A lightweight web app for small engineering teams to manage on-call rotations, send automated shift reminders, and log incidents without a PagerDuty subscription.

The idea

A small web app where you define your team, set a rotation interval, and get an auto-generated schedule for the next 90 days. The active on-call engineer gets a notification 24 hours before their shift starts. When an incident fires — from a monitoring webhook, a manual trigger in the UI, or an email to a dedicated address — the app logs it and alerts the on-call person via SMS or push notification. Everything runs on a single Docker container on your own VPS, with no per-seat pricing and no vendor account required.

Why build this

PagerDuty and OpsGenie start at $15–20 per user per month, which is real money for a three-person startup or a small internal tools team inside a larger company. The full feature set — ML-based noise reduction, ServiceNow integrations, enterprise SSO — is overkill for teams that need exactly two things: "who's on call this week" and "how do we wake them up when something breaks." Cheaper alternatives like Squadcast and Signl4 still require vendor-managed alerting infrastructure. A self-hosted option running on a $5 VPS closes that gap without ongoing costs.

The technical surface is small: a schedule generator, a job that fires reminders, a webhook endpoint that triggers notifications, and a basic incident log. Nothing exotic.

Stack sketch

Backend: Python + FastAPI; APScheduler for the 24-hour shift reminder and escalation timeout jobs
Storage: SQLite via SQLAlchemy — one file, one volume mount, trivial to back up
Frontend: HTMX + Jinja2 templates; a calendar grid rendered server-side, no JS build step
Notifications: Twilio for SMS; Ntfy (self-hosted or free cloud tier) for push; smtplib for email — team members configure which channels they want
Inbound webhooks: a single POST endpoint that accepts arbitrary JSON; ships with named parsers for Grafana, Uptime Kuma, and Prometheus Alertmanager payloads
Auth: single shared team token in a signed cookie; optional per-user bcrypt passwords for teams that need accountability in the incident log
Deploy: single Docker image, SQLite in a named volume, Traefik label pattern for TLS

Scope for v1

Add team members: name, phone number, email address, Ntfy topic — each member enables only the channels they want
Define one rotation: weekly or biweekly interval, start date, ordered list of members; app generates the schedule forward from that
Calendar grid view showing who is on call each day for the next 90 days, with a clear "on call now" banner on the home page
Inbound webhook endpoint: any POST triggers an incident, logs the raw payload, and notifies the active on-call person
Manual "test alert" button so teams can verify delivery before going live
Incident log: timestamp, trigger source (webhook name or manual), optional resolution note added by the on-call engineer
24-hour shift reminder sent automatically before each new shift starts

Deliberately out of scope for v1: escalation policies, multiple concurrent rotations, recurring overrides, SLA tracking, mobile app, Slack integration.

Where it could go

The most-requested follow-on for any on-call tool is escalation: if the on-call person does not acknowledge within N minutes, notify a secondary. Adding this requires a state machine on the incident — triggered → acknowledged → resolved — and a timed job that fires the escalation on timeout. It is maybe two weekends of work on top of v1, and it closes the gap with PagerDuty's core feature for small teams.

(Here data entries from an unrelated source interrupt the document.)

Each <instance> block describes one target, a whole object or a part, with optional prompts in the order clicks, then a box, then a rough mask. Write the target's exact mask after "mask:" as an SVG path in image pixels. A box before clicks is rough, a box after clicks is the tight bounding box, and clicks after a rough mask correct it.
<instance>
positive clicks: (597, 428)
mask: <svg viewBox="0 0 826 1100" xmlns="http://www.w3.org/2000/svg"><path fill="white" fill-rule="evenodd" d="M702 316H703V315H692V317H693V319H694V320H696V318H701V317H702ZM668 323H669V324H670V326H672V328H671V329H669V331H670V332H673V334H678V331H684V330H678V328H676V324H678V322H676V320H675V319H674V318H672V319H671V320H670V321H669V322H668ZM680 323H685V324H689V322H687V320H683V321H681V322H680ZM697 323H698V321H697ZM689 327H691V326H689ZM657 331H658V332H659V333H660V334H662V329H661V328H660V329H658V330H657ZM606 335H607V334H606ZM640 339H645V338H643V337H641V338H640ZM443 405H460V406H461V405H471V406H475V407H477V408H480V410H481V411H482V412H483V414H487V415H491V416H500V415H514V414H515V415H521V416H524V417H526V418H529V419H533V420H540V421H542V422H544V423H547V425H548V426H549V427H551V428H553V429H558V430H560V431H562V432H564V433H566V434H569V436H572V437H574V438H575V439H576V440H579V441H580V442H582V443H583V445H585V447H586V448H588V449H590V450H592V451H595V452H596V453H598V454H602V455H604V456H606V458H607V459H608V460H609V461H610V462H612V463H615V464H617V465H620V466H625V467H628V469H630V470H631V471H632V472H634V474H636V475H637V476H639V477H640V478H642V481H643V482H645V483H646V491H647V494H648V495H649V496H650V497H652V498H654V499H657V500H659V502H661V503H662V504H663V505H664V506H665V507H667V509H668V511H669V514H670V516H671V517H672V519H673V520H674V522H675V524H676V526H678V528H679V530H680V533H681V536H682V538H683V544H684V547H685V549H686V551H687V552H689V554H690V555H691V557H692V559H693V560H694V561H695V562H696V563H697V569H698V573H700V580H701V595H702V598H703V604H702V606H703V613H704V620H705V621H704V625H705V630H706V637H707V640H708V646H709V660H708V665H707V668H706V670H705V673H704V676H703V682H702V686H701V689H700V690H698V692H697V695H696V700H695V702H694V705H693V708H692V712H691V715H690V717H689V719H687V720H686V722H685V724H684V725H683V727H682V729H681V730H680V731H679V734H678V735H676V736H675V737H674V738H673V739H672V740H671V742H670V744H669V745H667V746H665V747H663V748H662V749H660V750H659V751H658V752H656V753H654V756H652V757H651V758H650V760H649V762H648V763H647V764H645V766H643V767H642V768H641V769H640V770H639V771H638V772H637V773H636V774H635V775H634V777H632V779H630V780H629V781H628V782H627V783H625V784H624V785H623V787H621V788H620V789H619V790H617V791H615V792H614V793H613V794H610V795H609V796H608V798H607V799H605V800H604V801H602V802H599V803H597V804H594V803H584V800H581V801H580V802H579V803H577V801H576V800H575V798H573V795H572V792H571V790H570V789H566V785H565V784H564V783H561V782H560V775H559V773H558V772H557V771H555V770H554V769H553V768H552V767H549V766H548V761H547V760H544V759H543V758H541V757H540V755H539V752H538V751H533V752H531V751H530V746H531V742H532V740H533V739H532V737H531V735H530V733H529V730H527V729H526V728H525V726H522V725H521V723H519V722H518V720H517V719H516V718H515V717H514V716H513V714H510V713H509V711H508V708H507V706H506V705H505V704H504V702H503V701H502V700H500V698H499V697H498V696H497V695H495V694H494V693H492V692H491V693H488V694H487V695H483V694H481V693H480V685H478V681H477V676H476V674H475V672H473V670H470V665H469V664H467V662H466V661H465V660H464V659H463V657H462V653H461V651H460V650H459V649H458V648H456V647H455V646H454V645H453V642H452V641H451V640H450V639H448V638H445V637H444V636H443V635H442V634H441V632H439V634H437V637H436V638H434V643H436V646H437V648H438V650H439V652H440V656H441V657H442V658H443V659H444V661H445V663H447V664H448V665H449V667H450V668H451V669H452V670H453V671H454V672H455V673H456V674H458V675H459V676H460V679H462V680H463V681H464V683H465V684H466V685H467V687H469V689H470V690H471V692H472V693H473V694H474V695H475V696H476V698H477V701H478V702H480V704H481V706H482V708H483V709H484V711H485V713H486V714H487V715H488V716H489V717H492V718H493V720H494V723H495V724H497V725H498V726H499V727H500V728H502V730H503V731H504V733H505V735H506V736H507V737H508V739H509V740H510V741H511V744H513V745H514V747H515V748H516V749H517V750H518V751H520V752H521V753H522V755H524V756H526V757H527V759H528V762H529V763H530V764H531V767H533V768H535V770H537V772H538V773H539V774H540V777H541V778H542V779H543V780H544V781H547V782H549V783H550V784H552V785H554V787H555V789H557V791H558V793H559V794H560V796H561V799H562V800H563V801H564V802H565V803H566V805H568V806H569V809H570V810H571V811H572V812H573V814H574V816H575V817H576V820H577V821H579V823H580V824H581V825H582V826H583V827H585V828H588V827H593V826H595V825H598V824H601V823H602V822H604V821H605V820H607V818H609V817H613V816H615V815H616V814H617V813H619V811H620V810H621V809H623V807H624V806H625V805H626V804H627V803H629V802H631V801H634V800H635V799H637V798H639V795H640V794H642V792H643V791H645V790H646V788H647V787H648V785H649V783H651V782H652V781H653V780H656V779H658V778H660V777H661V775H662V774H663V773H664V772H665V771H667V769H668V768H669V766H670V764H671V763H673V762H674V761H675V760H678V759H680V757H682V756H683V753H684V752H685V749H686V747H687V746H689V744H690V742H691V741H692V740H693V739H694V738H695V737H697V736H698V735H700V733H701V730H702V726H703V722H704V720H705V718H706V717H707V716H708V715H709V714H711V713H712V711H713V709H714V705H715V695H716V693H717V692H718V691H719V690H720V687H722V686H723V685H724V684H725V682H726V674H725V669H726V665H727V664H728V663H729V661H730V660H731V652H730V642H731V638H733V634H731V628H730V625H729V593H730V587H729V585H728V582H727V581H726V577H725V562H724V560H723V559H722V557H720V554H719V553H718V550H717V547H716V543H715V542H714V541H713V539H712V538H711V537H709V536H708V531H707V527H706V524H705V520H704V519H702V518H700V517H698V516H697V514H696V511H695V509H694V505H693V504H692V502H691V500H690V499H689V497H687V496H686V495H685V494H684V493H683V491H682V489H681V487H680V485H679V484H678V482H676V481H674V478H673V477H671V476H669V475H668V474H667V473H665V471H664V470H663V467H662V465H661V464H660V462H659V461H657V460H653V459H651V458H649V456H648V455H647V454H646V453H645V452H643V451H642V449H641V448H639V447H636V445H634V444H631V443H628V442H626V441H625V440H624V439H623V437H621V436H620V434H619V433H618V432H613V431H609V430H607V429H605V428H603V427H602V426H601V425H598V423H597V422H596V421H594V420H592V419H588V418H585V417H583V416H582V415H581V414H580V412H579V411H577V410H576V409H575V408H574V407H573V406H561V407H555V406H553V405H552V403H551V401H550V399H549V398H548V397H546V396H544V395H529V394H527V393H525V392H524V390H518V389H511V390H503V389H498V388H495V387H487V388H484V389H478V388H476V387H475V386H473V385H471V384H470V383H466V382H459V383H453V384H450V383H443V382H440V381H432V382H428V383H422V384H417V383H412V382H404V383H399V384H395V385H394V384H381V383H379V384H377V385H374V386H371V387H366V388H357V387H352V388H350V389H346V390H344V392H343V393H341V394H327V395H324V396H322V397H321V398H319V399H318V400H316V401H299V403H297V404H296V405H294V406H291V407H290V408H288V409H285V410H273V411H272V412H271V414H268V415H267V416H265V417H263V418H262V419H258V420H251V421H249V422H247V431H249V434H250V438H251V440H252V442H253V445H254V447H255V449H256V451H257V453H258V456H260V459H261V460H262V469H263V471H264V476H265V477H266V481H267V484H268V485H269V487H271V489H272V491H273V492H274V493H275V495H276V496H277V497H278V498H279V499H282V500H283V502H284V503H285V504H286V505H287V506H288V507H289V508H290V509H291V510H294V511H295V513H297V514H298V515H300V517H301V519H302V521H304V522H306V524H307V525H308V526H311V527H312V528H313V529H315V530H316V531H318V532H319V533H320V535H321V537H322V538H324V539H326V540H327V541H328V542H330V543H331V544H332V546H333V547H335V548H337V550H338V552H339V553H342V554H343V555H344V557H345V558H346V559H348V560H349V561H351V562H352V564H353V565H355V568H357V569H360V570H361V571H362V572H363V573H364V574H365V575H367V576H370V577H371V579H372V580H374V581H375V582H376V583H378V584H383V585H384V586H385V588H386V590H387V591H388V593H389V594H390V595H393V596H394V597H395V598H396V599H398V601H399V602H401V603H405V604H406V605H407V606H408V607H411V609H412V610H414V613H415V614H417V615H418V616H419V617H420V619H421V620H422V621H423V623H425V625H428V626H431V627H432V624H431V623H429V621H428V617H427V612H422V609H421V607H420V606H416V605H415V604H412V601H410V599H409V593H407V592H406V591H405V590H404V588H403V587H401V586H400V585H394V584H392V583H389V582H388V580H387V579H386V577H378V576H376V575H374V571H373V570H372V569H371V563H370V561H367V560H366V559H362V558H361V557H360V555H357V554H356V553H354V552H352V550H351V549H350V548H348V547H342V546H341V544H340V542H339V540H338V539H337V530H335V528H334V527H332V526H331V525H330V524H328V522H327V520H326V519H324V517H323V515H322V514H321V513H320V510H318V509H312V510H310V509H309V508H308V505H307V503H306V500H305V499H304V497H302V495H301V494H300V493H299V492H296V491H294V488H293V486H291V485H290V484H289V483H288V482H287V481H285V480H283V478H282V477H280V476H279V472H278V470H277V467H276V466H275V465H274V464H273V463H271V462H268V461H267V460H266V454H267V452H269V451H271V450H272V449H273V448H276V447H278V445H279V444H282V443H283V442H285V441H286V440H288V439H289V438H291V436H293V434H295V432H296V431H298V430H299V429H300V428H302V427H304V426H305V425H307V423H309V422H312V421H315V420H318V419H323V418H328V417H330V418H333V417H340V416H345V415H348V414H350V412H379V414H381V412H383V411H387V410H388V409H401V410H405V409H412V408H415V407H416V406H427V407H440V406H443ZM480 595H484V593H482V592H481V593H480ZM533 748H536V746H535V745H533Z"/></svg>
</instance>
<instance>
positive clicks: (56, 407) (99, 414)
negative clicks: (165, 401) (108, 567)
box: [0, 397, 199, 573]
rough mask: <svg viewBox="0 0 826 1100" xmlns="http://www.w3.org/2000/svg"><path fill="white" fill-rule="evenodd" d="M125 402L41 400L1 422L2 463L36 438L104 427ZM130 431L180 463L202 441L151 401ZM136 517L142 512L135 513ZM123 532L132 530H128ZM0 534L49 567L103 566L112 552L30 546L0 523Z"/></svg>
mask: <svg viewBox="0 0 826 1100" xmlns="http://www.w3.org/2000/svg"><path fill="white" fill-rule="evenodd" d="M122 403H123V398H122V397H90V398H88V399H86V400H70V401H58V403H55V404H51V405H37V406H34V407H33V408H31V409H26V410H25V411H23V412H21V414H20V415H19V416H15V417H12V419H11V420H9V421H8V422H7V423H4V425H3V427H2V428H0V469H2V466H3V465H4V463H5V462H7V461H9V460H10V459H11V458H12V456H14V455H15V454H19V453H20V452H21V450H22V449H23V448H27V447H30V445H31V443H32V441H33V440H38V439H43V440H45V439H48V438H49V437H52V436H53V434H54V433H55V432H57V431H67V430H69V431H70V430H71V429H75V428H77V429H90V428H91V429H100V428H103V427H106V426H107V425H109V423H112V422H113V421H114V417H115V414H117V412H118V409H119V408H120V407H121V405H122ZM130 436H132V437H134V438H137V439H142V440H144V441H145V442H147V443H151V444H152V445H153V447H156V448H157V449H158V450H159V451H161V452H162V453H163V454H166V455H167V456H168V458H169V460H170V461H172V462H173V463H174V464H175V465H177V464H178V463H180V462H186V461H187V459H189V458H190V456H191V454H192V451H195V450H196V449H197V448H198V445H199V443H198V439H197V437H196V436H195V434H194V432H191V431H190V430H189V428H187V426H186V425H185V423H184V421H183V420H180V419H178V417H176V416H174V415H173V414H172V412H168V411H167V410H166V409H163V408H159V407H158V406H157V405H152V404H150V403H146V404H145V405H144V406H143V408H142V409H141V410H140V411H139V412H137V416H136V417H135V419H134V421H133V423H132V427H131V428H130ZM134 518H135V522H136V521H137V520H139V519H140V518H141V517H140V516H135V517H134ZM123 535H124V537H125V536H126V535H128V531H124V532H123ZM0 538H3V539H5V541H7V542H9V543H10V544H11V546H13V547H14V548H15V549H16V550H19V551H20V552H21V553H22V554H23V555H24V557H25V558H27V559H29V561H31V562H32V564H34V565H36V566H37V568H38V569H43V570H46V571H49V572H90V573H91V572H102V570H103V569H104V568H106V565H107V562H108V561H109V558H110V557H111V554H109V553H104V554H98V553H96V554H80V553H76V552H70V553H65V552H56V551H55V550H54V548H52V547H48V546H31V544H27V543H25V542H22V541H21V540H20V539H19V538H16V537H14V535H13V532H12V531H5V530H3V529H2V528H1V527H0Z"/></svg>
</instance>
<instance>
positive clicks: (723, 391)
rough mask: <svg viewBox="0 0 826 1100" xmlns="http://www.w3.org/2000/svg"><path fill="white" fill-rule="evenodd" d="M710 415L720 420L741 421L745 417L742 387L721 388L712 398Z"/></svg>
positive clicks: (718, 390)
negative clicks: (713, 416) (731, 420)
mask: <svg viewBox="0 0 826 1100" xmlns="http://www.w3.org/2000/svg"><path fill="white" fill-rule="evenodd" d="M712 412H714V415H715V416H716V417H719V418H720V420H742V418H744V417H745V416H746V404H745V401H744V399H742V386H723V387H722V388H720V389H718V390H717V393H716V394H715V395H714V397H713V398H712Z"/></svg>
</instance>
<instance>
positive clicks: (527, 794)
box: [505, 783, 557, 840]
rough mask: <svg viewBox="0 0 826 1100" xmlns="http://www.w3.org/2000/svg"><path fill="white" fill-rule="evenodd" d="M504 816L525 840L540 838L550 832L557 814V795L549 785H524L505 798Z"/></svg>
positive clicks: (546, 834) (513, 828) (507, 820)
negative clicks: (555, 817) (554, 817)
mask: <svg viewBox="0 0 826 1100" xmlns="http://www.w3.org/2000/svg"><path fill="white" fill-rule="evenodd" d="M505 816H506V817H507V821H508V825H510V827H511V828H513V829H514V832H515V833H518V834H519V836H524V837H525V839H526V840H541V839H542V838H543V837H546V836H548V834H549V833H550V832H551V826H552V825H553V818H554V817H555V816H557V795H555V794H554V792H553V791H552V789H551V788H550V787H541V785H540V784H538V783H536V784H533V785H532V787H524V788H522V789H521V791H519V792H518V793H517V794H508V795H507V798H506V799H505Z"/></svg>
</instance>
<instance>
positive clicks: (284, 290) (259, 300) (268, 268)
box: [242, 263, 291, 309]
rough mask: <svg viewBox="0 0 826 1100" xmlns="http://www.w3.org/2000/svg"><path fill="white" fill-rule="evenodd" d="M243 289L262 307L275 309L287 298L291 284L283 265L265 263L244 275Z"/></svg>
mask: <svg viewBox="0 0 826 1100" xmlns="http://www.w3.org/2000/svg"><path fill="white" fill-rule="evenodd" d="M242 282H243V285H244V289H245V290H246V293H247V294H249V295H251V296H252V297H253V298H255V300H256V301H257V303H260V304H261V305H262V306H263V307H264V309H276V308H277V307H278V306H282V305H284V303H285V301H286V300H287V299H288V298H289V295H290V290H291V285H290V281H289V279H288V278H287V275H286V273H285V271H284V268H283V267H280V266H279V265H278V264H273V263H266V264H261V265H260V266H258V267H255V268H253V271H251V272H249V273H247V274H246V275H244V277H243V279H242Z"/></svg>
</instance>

A second direction is richer monitoring integrations. Pre-built parsers for the most common webhook shapes (Grafana, Alertmanager, Uptime Kuma, Checkly) mean teams drop in the URL and it just works without hand-editing a JSON mapping. Pair that with a "silence" endpoint that mutes a specific alert rule during a maintenance window and the tool starts to feel like a real replacement for the lower tiers of commercial products.

Watch out for

SMS delivery through Twilio is unreliable in some regions and subject to carrier filtering for short messages that look like alerts — test with real devices on real carriers before treating SMS as the primary channel. Build Ntfy push as the default and present SMS as a fallback so teams in areas with patchy Twilio coverage are not silently uncontactable during an incident.